Initially the village was named Cowper, and served as a base for coal mining by the New Wallsend Company. The mines have all closed now. The name Catherine Hill was adopted to commemorate the schooner "Catherine Hill" which ran aground in 1867. The village comprises the oldest group of buildings in Lake Macquarie area. The bay is beautiful, and the village itself has lots of original miner's cottages, beautifully kept.
Although the day was a nice one, it was a little windy and the swell was still very big so the beach was closed.
But that didn't stop a couple of hardy surfers on their boards.
This is the historic coal wharf at the southern end of the bay. At low tide, you can walk right up to it on the beach, and around the point. Far too dangerous on Saturday as the tide was almost at its peak.
Look at the size of this chain! It is embedded in rock, and buried in the sand, but it would have originally been used to secure ships.

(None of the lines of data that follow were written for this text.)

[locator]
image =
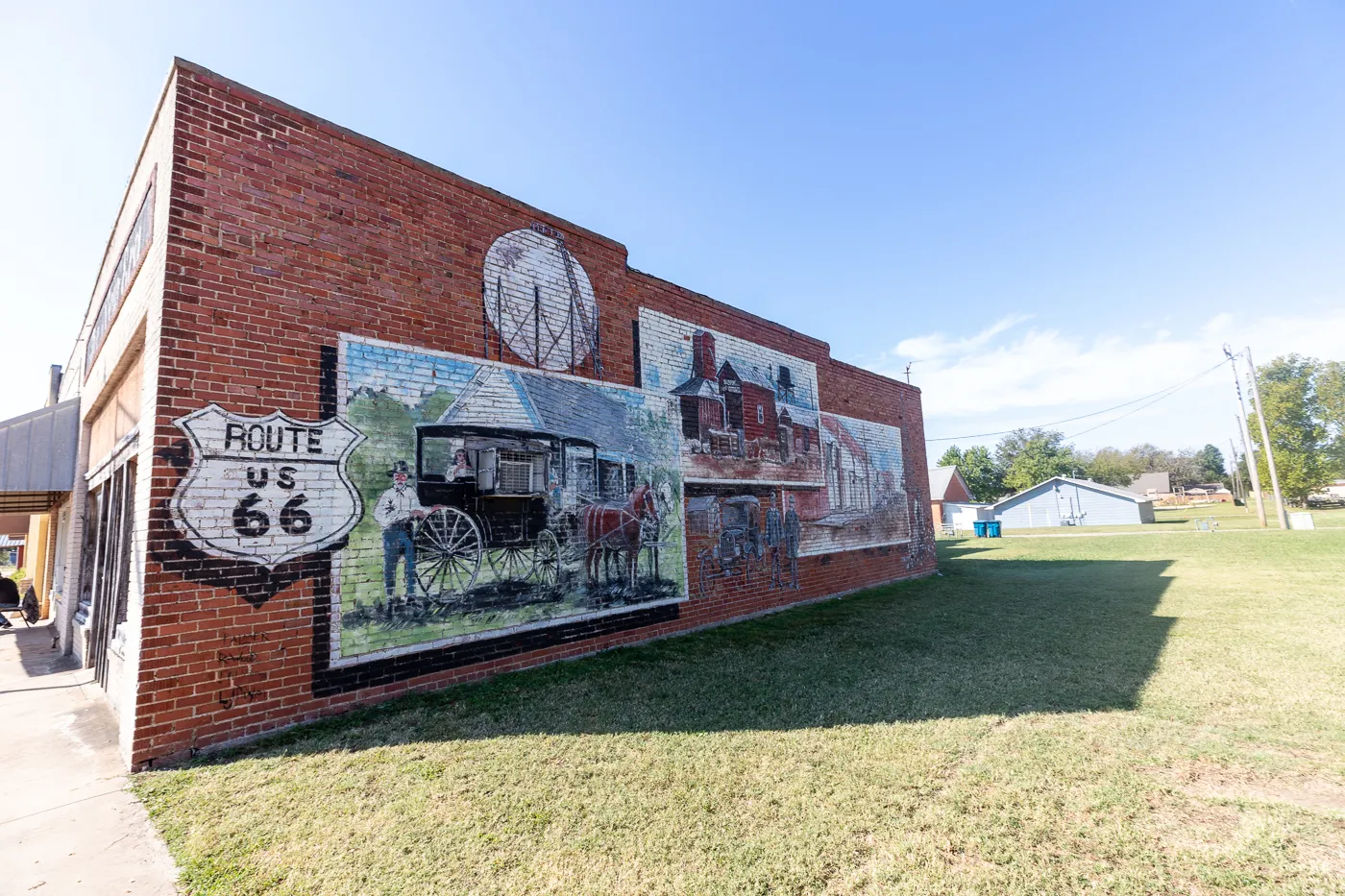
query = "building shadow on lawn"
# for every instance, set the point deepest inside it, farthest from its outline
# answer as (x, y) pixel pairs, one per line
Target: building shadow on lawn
(989, 637)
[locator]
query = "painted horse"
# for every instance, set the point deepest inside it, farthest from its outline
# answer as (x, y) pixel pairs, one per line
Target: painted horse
(618, 529)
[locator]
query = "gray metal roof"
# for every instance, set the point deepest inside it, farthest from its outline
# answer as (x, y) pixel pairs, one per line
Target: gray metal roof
(1082, 483)
(37, 449)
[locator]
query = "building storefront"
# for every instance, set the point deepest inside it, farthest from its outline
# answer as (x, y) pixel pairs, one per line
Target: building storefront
(353, 425)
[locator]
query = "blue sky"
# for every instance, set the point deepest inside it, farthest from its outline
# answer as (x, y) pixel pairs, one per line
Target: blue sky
(1051, 207)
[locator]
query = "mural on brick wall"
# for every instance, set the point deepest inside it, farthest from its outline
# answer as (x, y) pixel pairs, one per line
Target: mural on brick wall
(500, 498)
(770, 476)
(746, 412)
(265, 489)
(540, 301)
(864, 500)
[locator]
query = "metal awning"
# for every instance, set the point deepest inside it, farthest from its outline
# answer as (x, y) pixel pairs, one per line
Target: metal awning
(37, 455)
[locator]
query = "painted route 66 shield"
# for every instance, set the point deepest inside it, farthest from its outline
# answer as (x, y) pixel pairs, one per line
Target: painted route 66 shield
(265, 489)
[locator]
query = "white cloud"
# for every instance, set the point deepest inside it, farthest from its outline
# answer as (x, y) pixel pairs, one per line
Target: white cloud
(1006, 375)
(937, 346)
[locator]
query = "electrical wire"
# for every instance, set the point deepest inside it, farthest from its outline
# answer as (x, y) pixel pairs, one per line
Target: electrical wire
(1157, 396)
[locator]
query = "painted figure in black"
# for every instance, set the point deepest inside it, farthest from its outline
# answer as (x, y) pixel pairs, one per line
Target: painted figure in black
(793, 532)
(396, 512)
(773, 540)
(461, 466)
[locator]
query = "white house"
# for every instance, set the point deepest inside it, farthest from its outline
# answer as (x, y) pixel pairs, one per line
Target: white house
(1071, 502)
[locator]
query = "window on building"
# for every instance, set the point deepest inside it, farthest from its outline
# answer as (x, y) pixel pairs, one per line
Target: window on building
(521, 472)
(128, 265)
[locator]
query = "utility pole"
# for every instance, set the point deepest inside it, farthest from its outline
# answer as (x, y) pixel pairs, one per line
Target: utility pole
(1247, 442)
(1270, 452)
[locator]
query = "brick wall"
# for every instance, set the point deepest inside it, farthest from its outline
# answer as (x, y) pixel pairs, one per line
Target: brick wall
(295, 244)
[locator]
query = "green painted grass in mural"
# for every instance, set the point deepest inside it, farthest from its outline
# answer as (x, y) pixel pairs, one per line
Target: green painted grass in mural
(1126, 714)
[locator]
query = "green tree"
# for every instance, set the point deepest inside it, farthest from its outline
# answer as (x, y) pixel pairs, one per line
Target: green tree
(1210, 462)
(978, 469)
(1294, 416)
(1112, 467)
(1029, 456)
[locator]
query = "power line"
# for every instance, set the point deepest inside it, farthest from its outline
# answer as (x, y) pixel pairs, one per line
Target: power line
(1157, 396)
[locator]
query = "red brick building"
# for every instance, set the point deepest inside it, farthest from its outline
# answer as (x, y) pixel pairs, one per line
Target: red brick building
(336, 400)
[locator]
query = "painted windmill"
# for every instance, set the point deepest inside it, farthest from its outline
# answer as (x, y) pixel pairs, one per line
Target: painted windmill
(540, 301)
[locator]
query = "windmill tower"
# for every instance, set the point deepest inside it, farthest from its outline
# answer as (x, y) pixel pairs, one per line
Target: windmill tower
(540, 301)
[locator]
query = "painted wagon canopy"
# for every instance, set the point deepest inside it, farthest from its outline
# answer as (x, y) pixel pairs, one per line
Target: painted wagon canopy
(548, 406)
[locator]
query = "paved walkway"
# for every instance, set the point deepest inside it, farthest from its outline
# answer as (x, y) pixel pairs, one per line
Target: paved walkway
(66, 822)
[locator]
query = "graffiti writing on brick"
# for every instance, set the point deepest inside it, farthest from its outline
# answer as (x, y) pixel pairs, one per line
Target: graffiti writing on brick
(238, 682)
(265, 489)
(498, 499)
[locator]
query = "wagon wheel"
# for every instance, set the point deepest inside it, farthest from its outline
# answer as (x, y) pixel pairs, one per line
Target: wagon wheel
(513, 563)
(448, 553)
(547, 559)
(706, 570)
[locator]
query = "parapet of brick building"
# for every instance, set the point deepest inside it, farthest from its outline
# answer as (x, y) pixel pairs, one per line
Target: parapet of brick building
(401, 430)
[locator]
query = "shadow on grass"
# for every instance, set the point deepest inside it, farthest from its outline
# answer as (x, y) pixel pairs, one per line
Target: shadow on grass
(989, 637)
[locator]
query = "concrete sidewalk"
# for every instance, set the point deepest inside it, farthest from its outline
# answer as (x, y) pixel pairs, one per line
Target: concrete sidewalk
(66, 822)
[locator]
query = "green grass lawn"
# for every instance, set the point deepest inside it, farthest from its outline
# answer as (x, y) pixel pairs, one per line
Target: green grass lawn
(1062, 714)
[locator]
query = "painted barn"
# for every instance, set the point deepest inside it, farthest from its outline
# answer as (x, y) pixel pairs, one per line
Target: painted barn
(742, 401)
(1071, 502)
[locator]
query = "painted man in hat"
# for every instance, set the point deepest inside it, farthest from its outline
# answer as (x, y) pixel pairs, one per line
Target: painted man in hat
(394, 512)
(793, 533)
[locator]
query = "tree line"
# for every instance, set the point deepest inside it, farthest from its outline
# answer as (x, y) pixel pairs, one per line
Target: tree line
(1305, 415)
(1028, 456)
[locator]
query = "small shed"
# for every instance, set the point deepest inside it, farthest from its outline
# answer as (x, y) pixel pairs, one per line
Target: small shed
(1062, 500)
(945, 485)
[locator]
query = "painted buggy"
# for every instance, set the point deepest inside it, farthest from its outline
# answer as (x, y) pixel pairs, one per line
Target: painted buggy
(740, 546)
(508, 499)
(504, 475)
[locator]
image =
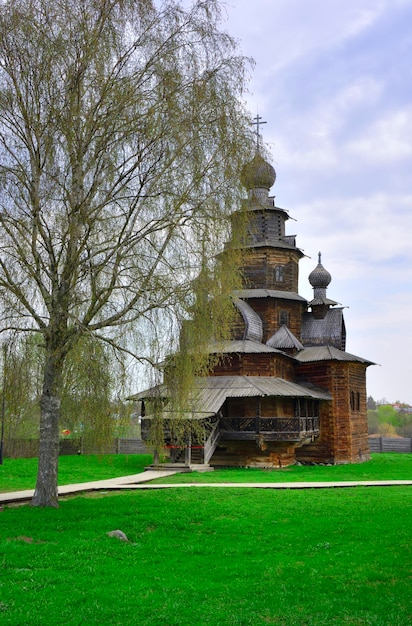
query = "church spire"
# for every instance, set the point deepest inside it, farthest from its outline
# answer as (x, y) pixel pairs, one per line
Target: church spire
(320, 278)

The wind had risen by this stage and made the beach a bit wild and woolly, so we decided to take our picnic to Gwandalan, which is on Lake Macquarie itself. Good idea, as we found a pretty park, and it was quite sheltered.

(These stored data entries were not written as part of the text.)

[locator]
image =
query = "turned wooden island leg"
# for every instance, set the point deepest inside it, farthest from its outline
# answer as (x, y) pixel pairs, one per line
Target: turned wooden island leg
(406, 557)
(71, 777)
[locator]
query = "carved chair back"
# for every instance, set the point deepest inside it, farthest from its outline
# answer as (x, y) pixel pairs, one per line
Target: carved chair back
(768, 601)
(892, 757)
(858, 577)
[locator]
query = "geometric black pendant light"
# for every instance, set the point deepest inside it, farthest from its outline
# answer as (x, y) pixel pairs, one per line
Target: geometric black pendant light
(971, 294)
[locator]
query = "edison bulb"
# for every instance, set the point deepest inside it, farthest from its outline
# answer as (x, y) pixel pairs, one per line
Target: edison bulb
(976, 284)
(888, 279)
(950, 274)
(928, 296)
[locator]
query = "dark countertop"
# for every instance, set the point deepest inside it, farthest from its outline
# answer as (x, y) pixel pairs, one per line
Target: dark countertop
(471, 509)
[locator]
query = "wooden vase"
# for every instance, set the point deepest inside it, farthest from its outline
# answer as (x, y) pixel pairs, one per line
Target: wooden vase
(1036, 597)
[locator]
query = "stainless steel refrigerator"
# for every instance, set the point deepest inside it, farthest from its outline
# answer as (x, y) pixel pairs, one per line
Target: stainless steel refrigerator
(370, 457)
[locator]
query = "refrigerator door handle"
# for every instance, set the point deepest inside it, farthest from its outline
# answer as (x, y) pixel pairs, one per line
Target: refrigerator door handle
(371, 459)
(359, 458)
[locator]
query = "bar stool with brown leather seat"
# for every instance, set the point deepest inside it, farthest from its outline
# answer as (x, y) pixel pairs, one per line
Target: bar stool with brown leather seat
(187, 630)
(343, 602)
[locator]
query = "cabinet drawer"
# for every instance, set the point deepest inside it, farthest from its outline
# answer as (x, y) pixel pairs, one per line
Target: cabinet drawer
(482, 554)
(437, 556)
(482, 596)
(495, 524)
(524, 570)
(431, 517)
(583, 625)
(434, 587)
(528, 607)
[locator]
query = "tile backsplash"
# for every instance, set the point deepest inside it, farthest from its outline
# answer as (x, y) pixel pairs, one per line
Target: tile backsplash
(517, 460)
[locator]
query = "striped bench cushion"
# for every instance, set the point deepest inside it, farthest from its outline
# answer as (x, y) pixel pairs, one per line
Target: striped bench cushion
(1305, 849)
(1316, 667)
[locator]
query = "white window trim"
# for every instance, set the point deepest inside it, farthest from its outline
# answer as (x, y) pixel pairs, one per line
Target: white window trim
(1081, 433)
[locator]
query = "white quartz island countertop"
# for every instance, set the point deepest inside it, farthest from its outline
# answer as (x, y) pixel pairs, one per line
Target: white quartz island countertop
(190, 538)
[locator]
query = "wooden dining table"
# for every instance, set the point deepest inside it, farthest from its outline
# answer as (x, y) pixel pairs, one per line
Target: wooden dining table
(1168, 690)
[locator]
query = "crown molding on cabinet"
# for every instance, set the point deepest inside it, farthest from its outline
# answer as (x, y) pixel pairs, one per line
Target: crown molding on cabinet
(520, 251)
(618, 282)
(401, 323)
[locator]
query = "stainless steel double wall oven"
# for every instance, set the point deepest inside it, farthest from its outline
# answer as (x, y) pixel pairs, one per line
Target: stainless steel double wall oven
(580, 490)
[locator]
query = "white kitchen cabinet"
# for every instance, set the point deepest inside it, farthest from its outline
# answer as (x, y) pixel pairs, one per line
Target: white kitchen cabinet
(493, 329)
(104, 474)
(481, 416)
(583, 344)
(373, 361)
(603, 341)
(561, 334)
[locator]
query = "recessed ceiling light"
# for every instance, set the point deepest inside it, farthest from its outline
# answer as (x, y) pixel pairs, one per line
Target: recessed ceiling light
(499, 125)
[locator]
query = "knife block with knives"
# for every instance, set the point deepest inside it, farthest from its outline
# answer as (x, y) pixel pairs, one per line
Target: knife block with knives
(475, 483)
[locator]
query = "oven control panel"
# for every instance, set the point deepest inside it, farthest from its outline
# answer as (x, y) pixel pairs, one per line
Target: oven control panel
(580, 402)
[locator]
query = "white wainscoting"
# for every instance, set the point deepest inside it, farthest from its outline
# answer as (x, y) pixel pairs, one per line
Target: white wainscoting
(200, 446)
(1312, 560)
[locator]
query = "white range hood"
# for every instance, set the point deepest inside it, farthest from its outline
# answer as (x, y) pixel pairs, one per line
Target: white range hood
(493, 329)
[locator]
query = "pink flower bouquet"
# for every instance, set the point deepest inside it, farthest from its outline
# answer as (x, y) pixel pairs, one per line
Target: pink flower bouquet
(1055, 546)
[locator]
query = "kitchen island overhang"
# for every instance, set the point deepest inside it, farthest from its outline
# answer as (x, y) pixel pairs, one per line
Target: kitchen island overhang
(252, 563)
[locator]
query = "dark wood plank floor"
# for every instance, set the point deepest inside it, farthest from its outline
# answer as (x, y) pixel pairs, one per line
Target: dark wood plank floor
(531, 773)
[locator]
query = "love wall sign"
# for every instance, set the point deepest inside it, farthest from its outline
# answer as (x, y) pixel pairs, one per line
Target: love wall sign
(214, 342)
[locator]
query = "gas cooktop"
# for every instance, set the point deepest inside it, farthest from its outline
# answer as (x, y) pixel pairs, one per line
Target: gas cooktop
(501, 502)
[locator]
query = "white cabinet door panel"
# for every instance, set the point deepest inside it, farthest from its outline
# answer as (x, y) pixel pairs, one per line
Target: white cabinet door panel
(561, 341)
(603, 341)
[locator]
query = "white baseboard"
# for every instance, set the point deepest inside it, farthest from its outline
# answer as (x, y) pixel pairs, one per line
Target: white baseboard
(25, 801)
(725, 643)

Our view from the picnic table.
We were accompanied by a posse of ducks, until those pesky seagulls drove them away.
Setting up lunch.
These kids were having a ball messing about in their little putt putt. The pelicans didn't seem to mind them at all.
The boys went, and the pelicans decided to have a preen in the shallows.

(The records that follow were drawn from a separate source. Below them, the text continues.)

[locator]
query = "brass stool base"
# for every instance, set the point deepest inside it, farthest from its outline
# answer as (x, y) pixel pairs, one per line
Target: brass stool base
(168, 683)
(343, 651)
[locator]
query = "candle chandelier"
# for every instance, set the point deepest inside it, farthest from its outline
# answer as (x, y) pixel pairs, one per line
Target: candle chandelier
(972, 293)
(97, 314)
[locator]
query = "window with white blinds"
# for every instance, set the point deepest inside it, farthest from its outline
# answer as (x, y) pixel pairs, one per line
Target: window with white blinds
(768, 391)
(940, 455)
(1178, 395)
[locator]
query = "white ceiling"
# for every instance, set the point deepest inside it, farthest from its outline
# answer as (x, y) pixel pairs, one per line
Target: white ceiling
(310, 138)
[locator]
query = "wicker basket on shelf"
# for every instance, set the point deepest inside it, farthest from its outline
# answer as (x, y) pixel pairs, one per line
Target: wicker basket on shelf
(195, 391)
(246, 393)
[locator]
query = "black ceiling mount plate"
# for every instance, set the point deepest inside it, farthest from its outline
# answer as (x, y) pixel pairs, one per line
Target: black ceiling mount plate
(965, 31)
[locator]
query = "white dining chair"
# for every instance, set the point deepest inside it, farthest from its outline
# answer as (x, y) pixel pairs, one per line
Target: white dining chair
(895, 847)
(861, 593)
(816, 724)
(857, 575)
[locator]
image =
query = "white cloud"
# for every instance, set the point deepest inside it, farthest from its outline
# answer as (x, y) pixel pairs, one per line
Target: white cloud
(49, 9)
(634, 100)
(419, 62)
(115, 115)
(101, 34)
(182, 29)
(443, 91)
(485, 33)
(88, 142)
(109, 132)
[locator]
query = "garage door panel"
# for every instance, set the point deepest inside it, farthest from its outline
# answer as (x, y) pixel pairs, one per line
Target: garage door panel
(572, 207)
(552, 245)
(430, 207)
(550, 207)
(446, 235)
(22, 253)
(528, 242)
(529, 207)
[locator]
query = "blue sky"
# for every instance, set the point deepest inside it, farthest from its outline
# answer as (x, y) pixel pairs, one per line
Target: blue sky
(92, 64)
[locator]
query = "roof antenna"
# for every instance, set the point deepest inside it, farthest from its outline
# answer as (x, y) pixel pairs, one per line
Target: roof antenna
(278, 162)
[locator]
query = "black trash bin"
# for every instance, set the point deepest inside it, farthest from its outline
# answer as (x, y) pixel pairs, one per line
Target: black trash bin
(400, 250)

After lunch we walked along the foreshore for a way, all the way up to the point, and found a lone pied cormorant at the very tip of the point standing sentinel (on one leg!). How do birds manage to sleep upright, on one leg, half way up a tree, without falling over, even when there is a high wind?
On the way home, we stopped for an ice cream at Budgewoi. This is the channel which connects Lake Munmorah to Budgewoi Lake. Seagulls of course, and a handful of fishermen, mostly dads with their kids.